ADASUVE is a central nervous system (CNS) depressant. The concurrent use of ADASUVE with other CNS depressants (e.g., alcohol, opioid analgesics, benzodiazepines, tricyclic antidepressants, general anesthetics, phenothiazines, sedative/hypnotics, muscle relaxants, and/or illicit CNS depressants) can increase the risk of respiratory depression, hypotension, profound sedation, and syncope. Therefore, consider reducing the dose of CNS depressants if used concomitantly with ADASUVE. ADASUVE has anticholinergic activity. The concomitant use of ADASUVE and other anticholinergic drugs can increase the risk of anticholinergic adverse reactions including exacerbation of glaucoma and urinary retention.

In Case of Overdose

As would be expected from the pharmacologic actions of loxapine, the clinical findings may include CNS depression, unconsciousness, profound hypotension, respiratory depression, extrapyramidal symptoms, and seizure.
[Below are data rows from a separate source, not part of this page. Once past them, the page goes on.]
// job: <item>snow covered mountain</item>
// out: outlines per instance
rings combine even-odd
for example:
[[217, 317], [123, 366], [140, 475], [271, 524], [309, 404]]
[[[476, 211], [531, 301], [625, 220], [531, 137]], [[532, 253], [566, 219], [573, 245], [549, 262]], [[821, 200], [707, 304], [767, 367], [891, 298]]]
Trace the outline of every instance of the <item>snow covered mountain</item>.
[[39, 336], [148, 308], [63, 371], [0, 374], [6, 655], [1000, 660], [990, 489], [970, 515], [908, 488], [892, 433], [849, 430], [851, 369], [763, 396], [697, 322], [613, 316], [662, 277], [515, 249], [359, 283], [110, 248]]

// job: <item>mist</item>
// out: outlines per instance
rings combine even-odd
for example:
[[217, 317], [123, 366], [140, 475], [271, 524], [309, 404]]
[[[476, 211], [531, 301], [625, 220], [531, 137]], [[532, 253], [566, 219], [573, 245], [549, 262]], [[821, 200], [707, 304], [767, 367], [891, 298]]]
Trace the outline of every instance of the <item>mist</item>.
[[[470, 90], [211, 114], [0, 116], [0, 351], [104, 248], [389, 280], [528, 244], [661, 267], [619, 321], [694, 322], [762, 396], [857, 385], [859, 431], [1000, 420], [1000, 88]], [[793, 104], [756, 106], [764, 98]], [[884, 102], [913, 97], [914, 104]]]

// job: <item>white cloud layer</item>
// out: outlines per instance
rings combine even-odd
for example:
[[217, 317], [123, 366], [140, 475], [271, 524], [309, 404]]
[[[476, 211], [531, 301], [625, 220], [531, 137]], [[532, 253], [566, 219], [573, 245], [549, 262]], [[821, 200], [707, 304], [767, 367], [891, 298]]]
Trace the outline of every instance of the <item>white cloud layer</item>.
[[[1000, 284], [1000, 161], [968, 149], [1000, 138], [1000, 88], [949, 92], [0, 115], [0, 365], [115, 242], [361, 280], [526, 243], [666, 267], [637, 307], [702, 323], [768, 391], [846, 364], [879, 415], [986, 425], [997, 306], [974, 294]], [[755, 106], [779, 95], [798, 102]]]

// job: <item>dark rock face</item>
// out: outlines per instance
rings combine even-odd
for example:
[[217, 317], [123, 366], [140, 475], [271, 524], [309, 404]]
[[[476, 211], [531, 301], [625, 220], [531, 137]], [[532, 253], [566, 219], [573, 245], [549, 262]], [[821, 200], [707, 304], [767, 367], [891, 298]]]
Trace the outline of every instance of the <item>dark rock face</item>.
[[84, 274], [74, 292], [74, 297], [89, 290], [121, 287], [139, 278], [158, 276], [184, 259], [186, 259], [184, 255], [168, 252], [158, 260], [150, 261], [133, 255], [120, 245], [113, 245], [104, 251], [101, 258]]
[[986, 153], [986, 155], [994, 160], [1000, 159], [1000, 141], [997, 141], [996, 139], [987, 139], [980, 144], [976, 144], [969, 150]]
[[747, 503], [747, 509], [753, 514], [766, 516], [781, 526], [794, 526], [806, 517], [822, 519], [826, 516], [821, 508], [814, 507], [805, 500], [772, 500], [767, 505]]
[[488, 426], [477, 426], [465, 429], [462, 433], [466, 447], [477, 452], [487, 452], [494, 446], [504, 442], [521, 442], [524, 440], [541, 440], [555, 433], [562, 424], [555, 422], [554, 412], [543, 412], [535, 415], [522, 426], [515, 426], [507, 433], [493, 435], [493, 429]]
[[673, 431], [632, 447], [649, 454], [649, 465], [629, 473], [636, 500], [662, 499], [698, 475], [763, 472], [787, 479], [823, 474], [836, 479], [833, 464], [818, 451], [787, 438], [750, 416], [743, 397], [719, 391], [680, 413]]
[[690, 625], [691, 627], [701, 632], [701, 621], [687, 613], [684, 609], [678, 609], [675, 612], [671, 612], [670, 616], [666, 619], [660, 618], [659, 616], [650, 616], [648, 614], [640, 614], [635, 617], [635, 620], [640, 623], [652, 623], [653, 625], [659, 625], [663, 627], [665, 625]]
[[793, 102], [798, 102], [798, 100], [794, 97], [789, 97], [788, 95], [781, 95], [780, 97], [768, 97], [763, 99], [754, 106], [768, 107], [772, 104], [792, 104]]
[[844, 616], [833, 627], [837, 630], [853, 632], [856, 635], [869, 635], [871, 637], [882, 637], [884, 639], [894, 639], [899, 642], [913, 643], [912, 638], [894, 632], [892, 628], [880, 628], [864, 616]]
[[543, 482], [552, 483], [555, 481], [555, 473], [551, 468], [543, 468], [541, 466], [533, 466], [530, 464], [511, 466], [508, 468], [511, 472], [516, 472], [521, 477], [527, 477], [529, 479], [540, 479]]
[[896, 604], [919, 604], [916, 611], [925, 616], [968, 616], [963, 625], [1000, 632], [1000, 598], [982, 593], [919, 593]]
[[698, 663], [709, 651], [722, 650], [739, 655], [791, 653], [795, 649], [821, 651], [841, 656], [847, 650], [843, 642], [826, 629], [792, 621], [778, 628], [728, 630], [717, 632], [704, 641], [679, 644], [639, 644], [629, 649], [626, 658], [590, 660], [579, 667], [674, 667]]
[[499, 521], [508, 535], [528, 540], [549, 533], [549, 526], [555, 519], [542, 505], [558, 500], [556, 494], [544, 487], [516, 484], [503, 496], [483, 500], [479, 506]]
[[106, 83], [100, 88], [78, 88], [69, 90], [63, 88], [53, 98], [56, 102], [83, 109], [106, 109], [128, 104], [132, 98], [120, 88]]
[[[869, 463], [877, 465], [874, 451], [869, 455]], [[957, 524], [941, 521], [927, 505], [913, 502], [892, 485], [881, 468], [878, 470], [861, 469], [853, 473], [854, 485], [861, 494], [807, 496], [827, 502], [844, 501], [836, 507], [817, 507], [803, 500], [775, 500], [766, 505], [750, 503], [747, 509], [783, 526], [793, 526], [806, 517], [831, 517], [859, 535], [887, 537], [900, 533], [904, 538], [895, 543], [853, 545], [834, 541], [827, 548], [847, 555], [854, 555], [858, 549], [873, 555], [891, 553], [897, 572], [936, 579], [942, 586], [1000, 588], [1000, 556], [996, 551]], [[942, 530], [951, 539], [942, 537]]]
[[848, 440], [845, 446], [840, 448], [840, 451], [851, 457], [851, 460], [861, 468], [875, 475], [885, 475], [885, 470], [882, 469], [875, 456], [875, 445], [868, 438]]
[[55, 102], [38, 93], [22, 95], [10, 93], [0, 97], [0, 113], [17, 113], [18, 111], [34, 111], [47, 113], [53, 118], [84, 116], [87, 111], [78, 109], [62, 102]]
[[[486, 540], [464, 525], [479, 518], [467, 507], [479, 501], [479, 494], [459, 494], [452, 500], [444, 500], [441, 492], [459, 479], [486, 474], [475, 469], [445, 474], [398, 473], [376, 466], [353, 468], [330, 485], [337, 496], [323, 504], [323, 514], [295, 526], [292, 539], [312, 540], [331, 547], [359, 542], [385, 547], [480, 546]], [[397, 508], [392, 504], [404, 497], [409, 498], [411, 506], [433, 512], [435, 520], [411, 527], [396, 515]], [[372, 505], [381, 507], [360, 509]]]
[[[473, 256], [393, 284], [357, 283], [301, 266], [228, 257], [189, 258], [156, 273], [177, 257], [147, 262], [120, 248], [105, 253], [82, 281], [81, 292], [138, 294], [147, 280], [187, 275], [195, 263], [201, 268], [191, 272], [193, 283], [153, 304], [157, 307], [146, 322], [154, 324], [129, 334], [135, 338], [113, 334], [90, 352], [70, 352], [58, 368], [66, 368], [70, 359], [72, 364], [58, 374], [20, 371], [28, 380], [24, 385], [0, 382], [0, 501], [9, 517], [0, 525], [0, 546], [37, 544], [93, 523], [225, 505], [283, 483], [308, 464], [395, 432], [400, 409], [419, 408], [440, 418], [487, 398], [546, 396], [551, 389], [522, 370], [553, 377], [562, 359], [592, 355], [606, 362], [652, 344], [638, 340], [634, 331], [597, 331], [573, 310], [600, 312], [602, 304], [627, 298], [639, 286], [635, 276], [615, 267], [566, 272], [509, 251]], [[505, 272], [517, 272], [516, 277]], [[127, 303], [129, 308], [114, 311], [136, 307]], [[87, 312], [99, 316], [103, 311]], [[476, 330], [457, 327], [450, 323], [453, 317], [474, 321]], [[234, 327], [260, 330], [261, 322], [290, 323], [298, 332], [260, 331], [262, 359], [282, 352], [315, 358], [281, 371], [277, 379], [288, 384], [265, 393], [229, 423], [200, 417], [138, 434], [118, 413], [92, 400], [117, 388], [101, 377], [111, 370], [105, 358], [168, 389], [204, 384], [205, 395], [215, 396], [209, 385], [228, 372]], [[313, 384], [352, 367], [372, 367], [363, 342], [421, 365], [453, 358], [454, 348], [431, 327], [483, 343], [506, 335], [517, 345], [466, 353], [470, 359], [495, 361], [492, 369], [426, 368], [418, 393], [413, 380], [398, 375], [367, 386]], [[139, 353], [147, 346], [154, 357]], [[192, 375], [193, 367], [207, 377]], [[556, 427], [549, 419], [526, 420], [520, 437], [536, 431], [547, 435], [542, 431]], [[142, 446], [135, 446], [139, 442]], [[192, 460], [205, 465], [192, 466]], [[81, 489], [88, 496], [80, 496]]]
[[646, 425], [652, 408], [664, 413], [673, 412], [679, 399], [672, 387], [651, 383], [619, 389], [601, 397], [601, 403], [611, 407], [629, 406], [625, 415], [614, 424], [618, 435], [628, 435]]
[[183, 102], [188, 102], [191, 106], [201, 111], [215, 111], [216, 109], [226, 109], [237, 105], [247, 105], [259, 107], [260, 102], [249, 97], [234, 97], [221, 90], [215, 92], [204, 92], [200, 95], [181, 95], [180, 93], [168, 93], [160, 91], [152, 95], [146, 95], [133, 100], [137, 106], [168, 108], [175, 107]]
For the most up to date information on the management of ADASUVE overdosage, contact a certified poison control center (1-800-222-1222 or www.poison.org). Provide supportive care including close medical supervision and monitoring. Treatment should consist of general measures employed in the management of overdosage with any drug. Consider the possibility of multiple drug overdosage. Ensure an adequate airway, oxygenation, and ventilation. Monitor cardiac rhythm and vital signs. Use supportive and symptomatic measures.